To speed up the decay of a tree stump and achieve the fastest results, there are several methods you can try. Applying nitrogen-rich fertiliser or potassium nitrate can accelerate decomposition. Drilling deep holes in the stump and adding stump remover can also help. Encouraging new shoots and using rock salt or mulch can aid in natural decay. Additionally, covering the stump with a plastic tarp to trap moisture can further expedite the decomposition process.
What is the easiest way to get rid of a tree stump?
The easiest and best way to remove a tree stump is by using a stump grinder machine. Another option is to drill holes in the stump and pour in a chemical stump remover. Burning the stump is also an option, but it can be dangerous and illegal in some areas. Hiring a professional tree removal service can ensure safe and efficient removal of the stump.
What is the cheapest way to get rid of a tree stump?
The most cost-effective ways to remove a tree stump include using Epsom salt or rock salt, cutting the stump with a chainsaw, renting a stump grinder for larger stumps, or burning the stump if it’s legal in your area.

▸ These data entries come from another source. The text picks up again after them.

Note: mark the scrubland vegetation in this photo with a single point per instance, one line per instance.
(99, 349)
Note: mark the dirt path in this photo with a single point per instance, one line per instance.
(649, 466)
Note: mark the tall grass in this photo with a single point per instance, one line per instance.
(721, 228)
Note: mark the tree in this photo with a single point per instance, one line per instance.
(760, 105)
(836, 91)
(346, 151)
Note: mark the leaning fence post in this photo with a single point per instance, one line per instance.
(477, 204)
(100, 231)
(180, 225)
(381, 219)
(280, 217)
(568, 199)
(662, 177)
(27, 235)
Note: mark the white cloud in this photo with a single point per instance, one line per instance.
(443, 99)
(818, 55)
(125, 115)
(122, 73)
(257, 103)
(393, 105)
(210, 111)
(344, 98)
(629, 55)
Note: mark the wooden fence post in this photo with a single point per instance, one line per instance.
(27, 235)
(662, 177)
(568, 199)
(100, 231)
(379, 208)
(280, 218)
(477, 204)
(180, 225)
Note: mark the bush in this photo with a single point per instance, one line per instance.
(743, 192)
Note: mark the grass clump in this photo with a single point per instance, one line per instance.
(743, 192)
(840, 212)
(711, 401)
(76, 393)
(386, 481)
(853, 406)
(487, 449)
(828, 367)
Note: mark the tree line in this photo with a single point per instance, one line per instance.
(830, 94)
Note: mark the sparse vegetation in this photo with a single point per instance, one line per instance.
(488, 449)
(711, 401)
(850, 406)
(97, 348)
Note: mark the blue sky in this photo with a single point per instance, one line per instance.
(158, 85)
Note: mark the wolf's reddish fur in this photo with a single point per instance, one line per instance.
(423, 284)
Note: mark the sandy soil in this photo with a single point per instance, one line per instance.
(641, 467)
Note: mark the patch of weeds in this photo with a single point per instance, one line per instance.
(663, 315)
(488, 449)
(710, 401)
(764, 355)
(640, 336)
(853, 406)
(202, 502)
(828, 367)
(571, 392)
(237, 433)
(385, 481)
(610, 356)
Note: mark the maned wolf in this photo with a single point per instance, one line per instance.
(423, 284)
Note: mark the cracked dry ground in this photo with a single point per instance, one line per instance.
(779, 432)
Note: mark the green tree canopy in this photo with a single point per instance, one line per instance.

What tool is used to remove tree stumps?
When it comes to removing tree stumps, the most efficient tool is a stump grinder. Available for rent or purchase in various sizes, a stump grinder makes the job easier and quicker. Other tools like shovels, axes, and chainsaws can also be used, but a stump grinder is the recommended option for effective removal.
What is the best tree stump killer?
When it comes to removing tree stumps, the best tree stump killer depends on your specific needs. Chemical stump killers are effective but can harm surrounding plants and animals. Mechanical methods like digging or grinding the stump are also viable options. Natural alternatives like Epsom salt and vinegar solutions can be used as well. Consider your budget, desired outcome, and environmental concerns before choosing the best method, such as using Epsom salt on the top of the stump.